Leave your shoes at the door, feed your cash to the kitty and come on in for dinner.
Tamara Reynolds, the barefoot chef with the flamboyant carrot color hair and cherry-red toenails, is still whipping up stuff in the kitchen. The skillet is searing something, and the Cuisinart is crunching and crushing against time.
So just help yourself to some wine; the glasses -- mason jars -- are on the serving cart. Tamara's not big on formality. You don't have to meet her to know that. The co-author of Forking Fantastic! Put the Party Back in Dinner Party calls her club Sunday Night Dinner, but this time, she's holding it on a Friday night. Someone turned up with an extra guest at the last minute. It didn't throw her; she took the more and made it merrier.
Photo by Nancy A. Ruhling
Tamara gave up opera for kitchen theatrics.
"Cooking is like stand-up comedy," she declares as she sidles up to her snow-white GE range. "You have to mix things up and improvise."
More guests -- some from Manhattan, Brooklyn and even New Jersey -- are arriving as Tamara presents the appetizer -- anchoiade with fennel, celery and radishes. (Translation for non-foodies: anchovy dip and veggies.)
In case you've forgotten what's on the menu, it's written on the back of a brown paper bag and thumb tacked on the door.
SUNDAY NIGHT DINNER
Orange salad with red onion, oregano and argan oil
Chickpea cakes with cilantro jalapeno sauce
Lamb shanks Marrakech style with preserved lemon and spices
Bulgur and greens with pistachios and yogurt
Celeriac with egg and lemon sauce
Olive oil cake with orange blossom clotted cream
She starts serving about 7:30, and heck, we'll all family even though we've never met before, so just sit wherever you want. The two tables that have taken over Tamara's living room will serve 25. They are set with mix-and-match china and a combination of fold-up and dining chairs. Everybody digs in when the big bowls are passed around.
Although Tamara does her dinners two to three times a month, there was a time, in her youth, when she never cooked. Back then, she was more at home on the stage than at the range. "I was training to be an opera singer," she says, "and in between auditions, I was waitressing to make money."

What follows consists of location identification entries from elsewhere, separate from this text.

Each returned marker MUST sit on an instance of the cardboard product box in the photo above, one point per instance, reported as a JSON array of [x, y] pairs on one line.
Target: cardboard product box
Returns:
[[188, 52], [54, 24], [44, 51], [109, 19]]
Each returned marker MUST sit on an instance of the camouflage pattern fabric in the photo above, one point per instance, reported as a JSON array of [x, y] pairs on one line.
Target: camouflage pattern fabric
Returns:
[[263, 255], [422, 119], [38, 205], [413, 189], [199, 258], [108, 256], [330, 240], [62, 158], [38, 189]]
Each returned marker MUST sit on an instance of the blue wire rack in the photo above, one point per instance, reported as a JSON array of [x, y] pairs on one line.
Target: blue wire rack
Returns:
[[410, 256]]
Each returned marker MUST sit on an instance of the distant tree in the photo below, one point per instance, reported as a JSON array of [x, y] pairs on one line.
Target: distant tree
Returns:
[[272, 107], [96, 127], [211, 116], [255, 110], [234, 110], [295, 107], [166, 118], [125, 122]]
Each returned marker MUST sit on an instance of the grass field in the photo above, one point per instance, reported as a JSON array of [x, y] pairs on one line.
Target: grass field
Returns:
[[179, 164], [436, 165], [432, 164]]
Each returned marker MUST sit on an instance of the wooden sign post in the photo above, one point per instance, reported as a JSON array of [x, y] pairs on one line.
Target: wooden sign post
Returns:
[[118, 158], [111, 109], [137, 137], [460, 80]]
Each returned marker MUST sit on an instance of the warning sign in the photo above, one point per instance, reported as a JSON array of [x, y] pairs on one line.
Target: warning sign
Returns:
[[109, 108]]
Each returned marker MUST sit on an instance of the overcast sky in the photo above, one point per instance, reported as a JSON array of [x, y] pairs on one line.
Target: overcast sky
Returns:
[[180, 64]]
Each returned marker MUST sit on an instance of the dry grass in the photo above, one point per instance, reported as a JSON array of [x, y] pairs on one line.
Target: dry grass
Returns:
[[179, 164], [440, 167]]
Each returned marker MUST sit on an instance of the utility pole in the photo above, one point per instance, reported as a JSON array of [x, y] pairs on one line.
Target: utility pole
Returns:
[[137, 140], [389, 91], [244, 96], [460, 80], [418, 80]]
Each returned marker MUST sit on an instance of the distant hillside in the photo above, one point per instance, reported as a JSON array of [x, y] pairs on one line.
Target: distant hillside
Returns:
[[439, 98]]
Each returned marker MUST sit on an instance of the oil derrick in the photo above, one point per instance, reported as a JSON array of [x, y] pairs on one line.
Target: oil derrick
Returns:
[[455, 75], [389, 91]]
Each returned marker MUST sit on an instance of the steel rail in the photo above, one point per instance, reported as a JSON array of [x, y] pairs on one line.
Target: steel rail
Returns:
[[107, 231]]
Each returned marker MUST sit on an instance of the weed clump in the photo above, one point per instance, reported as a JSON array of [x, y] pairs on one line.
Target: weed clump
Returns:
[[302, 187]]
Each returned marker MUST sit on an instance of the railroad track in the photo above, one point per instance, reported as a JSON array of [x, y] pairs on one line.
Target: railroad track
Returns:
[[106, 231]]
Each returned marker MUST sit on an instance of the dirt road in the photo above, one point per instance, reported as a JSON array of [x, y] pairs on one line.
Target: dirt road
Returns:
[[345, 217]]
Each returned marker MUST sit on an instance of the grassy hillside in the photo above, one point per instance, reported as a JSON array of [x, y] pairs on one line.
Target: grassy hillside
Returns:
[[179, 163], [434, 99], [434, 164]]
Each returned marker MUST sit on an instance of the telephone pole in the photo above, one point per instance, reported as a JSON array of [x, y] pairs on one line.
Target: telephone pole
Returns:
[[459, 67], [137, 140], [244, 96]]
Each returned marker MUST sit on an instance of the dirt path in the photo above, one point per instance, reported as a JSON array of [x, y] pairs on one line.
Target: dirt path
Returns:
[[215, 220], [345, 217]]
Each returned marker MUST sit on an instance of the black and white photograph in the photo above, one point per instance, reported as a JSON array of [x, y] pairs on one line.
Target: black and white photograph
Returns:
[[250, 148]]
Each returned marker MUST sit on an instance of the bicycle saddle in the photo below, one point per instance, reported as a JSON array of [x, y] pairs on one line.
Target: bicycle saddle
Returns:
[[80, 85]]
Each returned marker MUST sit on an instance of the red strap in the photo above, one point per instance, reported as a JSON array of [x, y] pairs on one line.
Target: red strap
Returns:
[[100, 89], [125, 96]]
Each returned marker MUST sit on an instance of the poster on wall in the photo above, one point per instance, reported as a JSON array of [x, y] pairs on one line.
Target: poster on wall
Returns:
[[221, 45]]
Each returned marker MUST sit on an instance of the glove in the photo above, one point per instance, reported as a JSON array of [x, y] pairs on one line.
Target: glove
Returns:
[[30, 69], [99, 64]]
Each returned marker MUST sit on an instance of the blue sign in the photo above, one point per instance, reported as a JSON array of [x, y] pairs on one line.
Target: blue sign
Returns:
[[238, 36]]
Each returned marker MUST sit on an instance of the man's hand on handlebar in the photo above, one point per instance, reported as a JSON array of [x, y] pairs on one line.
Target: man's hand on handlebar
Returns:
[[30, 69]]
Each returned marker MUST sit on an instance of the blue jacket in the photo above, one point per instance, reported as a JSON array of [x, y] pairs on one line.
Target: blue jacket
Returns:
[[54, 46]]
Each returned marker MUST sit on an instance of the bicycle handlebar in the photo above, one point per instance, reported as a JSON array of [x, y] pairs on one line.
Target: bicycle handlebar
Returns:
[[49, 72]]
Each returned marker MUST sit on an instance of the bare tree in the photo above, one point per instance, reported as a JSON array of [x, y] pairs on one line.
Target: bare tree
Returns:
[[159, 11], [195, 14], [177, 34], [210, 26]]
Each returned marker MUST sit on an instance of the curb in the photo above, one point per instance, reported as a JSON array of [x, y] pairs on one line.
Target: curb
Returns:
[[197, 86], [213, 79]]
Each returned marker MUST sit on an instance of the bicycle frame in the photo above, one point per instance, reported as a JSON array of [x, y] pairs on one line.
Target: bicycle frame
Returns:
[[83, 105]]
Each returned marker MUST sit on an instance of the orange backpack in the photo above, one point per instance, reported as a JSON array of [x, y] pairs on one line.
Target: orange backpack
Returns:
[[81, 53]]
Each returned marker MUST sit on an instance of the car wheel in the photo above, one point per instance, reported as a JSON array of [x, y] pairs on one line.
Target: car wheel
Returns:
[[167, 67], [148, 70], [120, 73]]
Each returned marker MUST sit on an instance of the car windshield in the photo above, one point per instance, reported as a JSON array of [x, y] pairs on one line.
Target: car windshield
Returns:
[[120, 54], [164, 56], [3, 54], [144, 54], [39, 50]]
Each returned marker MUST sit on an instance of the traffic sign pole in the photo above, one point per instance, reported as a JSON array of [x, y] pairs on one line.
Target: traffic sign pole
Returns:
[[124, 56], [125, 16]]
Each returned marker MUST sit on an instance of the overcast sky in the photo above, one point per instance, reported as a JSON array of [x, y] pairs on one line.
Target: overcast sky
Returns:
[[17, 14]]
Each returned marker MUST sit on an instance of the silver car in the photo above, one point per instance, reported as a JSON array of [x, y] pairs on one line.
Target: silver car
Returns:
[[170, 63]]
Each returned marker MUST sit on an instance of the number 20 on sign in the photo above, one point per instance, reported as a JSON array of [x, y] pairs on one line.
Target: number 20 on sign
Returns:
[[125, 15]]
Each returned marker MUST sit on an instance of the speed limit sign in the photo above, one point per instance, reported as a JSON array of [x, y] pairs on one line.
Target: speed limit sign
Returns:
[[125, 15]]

She left her native Phoenix to work on a master's degree in opera at the University of Maryland, College Park, but she didn't have to sing for her supper. Her first husband volunteered for kitchen duty, and Tamara did the dishes.
"I was a Navy wife, I didn't know anybody on the base, so when I got sick of doing the dishes, I taught myself to cook because I got bored," she says. "I picked up Gourmet magazine and thought, 'How hard can it be? I can read.' I used to practice on my husband's friends. I had many successes, and many, many failures."
Photo by Nancy A. Ruhling
By the time her marriage ended, Tamara had moved to New York City, where she kept up the waitressing-auditioning routine. "The more I learned, the more interested I became in cooking," she says. "I began cooking with Zora O'Neill, my co-author, every Sunday, and we invited people over. Everybody came because I was the only one who had cable."
Soon, they had so many guests that they started asking for donations, and six years ago, Sunday Night Dinner was cooked up. "I was spending $1,000 a month on food feeding all these people," Tamara says. "The donations freed people to invite others, and suddenly I had 100 people on my e-mail list. Now, I have over 500!"
In short order, cooking, not singing, became her passion, and she decided she wanted to host a cooking show. When that didn't pan out, she set about writing the comic cookbook Forking Fantastic! with Zora. Later, she started a small catering business on her own. "I had this foolish idea that if I wrote a book, they'd have to give me a TV show -- right," she says.
Tamara and Zora spent a year trying out recipes that range from the super simple (roasting a chicken) to the simply scary (roasting a whole lamb and a whole pig on a spit on the balcony of her apartment).
"We had no idea how to do the pig and lamb," she says. "People could see and smell the smoke from the N train on 30th Avenue. I was a little nervous, so I had made cookies and wore a low-cut blouse in case we had a problem with the fire department, but this is Astoria. People do this kind of thing all the time; nobody reported us."
The dinner club, Tamara says, isn't just about a gal making home-cooked meals in the cubicle she calls a kitchen. "It gives people the feeling of family," she says. "It should feel like you're sitting down to Sunday dinner with your family but without your sleazy Uncle Fester."
Photo by Nancy A. Ruhling
At this Friday Night Sunday Dinner, the strangers have become friends by the first course, and by the time Tamara serves the olive oil cake, they are as friendly as family.
"For me, cooking is a creative outlet," she says. "I love the challenge, the thrill of the possibility of failure. I love the idea that when I get up in the morning I have no idea how to make a dish and by the end of the evening, I've learned how to do it and I've met the most fascinating people in the world."